Я смотрю на нее широко раскрытыми глазами, чувствуя себя крайне неловко и оскорбленно, но в то же время меня это немного веселит. Она разговаривает с Джулианом как с ребенком, а не как с грозным бизнесменом, которым он является. Меня это немного завораживает, и я не могу сдержать крошечную ухмылку, которая появляется у меня на губах, когда я поворачиваюсь к Джулиану, впервые увидев его в другом свете. Трудно бояться его, когда он не в своей стихии.

— Это что-то новенькое? — спрашивает она, указывая на меня, а затем на него.

— Не особо, — отвечаю я, поскольку Джулиан молчит.

— И ты не дал мне с ней познакомиться? — возмущается она. — Это на тебя похоже.

— Ты с ней знакомишься сейчас, — сухо говорит он.

— И ради чего? Что, если бы я умерла, так и не познакомившись с девушкой, с которой ты встречаешься? Тебе пришлось бы жить с этим до конца своей жизни. В любой момент я могу уйти, ты это понимаешь? У меня осталось не так много времени. Я передала тебе, что говорят врачи. Хочешь, чтобы это было на твоей совести?

Её слова заставляют меня резко вдохнуть, и боль от них пронзает скрытые раны, оставленные болезнью моего отца.

— Я… — начинаю я, не уверенная в том, что хочу сказать, но знаю, что должна хоть что-нибудь сказать, чтобы не разрыдаться.

— Она твоя невестка, Ма. Поздравляю, — бросает он. — И ты всё ещё жива, так что, похоже, я успел вовремя.

Меня охватывает гнев от того, как безразлично он игнорирует её тревогу. Если она действительно больна, то я не могу поверить, что он так с ней обращается. Он должен быть рядом, проводить с ней как можно больше времени. По крайней мере, она хочет с ним видеться.

В отличие от моего отца, который с каждым днём всё больше отдаляется от меня.

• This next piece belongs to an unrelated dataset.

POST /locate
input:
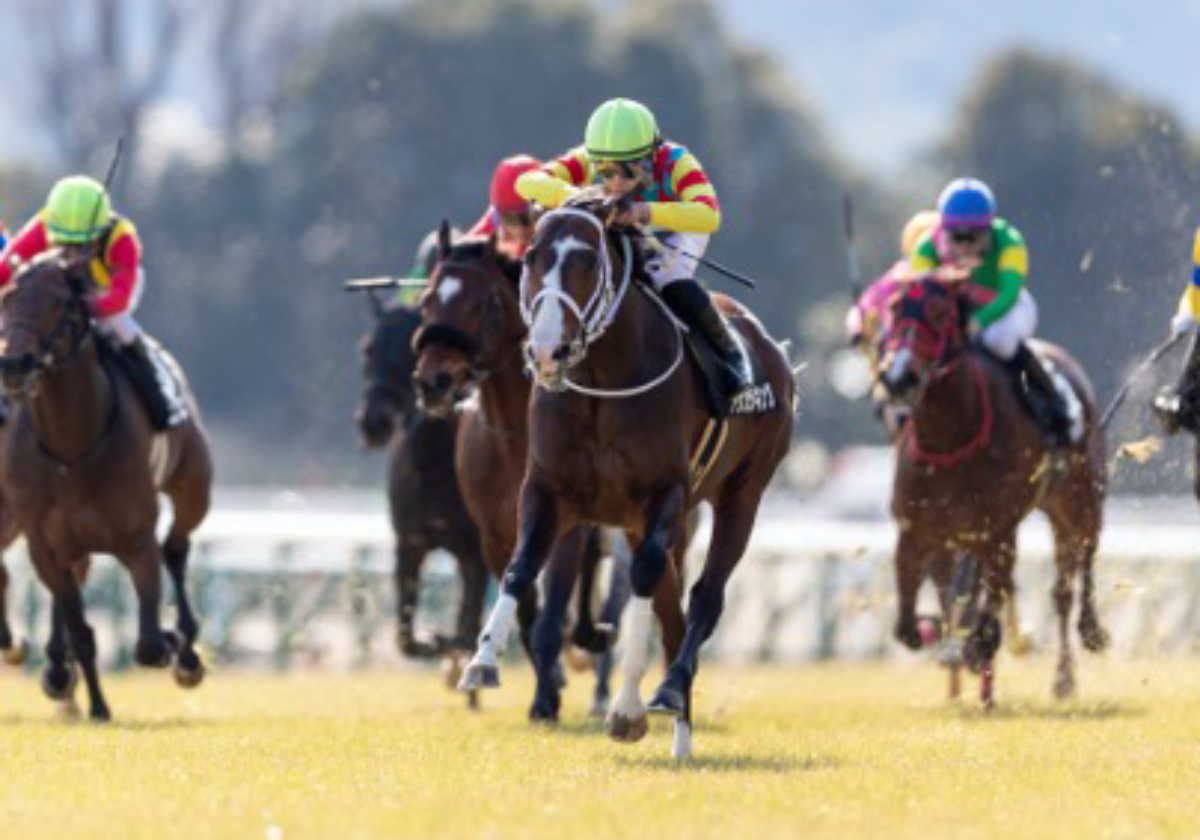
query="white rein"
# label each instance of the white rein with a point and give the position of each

В этот раз, когда она смотрит на меня, я встречаюсь с ней взглядом. Не знаю почему, но мне кажется, что это важно. Как будто я жажду её одобрения и надеюсь, что она не посчитает меня недостойной.

Хотя, по большому счёту, это действительно не имеет значения. Этот брак всё равно скоро закончится, и он останется не более чем печальным воспоминанием, как неприятный привкус во рту, который я смываю водой.

— Ну что ж, — она хлопает себя ладонями по бёдрам. — Ужин готов. Наверное, он уже остыл, учитывая, как долго вы сюда добирались.

И она разворачивается и уходит. Вот так просто

Я смотрю на Джулиана, пытаясь понять, стоит ли нам беспокоиться из-за того, что его мать полностью игнорирует факт нашего брака, или это нормально. Но его лицо остаётся непроницаемым, словно он надел маску.

Мы следуем за ней в столовую, расположенную в передней части дома.

— Можешь сесть здесь, Ясмин. Рядом со мной, чтобы я могла лучше познакомиться со своей новой дочерью.

Его мать указывает на стул с противоположной стороны от того места, где, как я предполагаю, должен сидеть Джулиан, но Джулиан останавливает меня прежде, чем я успеваю пошевелиться, выдвигает стул рядом с собой и помогает мне устроиться, а затем подталкивает меня к нему.

Он садится рядом со мной и, взяв мою руку под столом, кладёт её себе на колено, которое нервно подпрыгивает.

Я смотрю на наши сплетённые пальцы, затем поднимаю взгляд на его лицо и думаю, понимает ли он, что делает. Его мама не видит, как он держит меня за руку, поэтому я не совсем понимаю, зачем он это делает. Но я не обращаю на это внимания, потому что он, кажется, нервничает, а я не хочу его ничем расстраивать.

Его мать указывает запястьем на стол, уставленный едой.

— Ну же, не сидите без дела.

Джулиан отпускает мою руку, кладёт её себе на бедро, берёт мою тарелку, накладывает идеальную порцию и ставит передо мной.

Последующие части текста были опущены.